Option (b) is incorrect. An uninitialized instance variable of type String will be assigned a default value of null. When you pass this variable to System.out.println to print it, it will print null. If you try to access any non-static member (variable or method) of this null object, then a NullPointerException will be thrown.
What is the output of the following code?
class EJava { void foo() { try { String s = null; System.out.println("1"); try { System.out.println(s.length()); } catch (NullPointerException e) { System.out.println("inner"); } System.out.println("2"); } catch (NullPointerException e) { System.out.println("outer"); } } public static void main(String args[]) { EJava obj = new EJava(); obj.foo(); } }
1 inner 2 outer
1 outer
1 inner
1 inner 2Answer: d
Explanation: First of all, nested try-catch statements don’t throw compilation errors.

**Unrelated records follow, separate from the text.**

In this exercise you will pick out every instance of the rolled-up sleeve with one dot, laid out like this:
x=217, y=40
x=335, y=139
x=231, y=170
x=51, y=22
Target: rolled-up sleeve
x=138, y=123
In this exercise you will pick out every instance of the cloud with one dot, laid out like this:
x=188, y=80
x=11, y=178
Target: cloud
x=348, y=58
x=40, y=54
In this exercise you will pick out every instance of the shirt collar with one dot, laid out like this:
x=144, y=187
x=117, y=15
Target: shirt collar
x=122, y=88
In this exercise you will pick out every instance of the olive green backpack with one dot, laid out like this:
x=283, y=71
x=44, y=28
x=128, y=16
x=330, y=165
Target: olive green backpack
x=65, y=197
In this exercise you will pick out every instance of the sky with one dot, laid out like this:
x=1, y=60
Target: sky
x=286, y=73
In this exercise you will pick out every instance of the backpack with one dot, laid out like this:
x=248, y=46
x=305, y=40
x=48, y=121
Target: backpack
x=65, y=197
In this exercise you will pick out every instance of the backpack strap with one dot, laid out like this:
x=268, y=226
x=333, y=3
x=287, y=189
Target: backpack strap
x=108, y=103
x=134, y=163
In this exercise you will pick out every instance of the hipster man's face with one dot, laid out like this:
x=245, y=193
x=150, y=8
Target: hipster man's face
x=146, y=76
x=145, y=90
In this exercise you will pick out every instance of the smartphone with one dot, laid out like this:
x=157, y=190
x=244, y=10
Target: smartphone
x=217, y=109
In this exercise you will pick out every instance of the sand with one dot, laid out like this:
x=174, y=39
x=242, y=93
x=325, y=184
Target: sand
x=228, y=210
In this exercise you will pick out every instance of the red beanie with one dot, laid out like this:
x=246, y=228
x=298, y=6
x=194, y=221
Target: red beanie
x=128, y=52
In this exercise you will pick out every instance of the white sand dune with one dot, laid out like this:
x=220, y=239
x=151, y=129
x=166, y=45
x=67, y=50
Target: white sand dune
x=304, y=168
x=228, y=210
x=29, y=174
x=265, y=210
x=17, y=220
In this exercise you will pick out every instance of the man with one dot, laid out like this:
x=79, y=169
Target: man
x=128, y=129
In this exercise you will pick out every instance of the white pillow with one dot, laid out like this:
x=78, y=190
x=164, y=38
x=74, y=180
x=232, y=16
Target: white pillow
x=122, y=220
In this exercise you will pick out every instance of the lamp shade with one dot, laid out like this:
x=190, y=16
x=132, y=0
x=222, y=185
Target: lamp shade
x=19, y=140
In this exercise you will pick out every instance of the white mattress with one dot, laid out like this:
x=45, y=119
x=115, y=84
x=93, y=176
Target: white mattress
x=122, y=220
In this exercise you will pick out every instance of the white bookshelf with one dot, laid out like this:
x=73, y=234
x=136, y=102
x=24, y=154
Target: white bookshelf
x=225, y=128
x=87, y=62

Because the variable s hasn’t been initialized, an attempt to access its method length() will throw a NullPointerException. The inner try-catch block handles this exception and prints inner. The control then moves on to complete the remaining code in the outer try-catch block, printing 2. Because the NullPointerException was already handled in the inner try-catch block, it’s not handled in the outer try-catch block.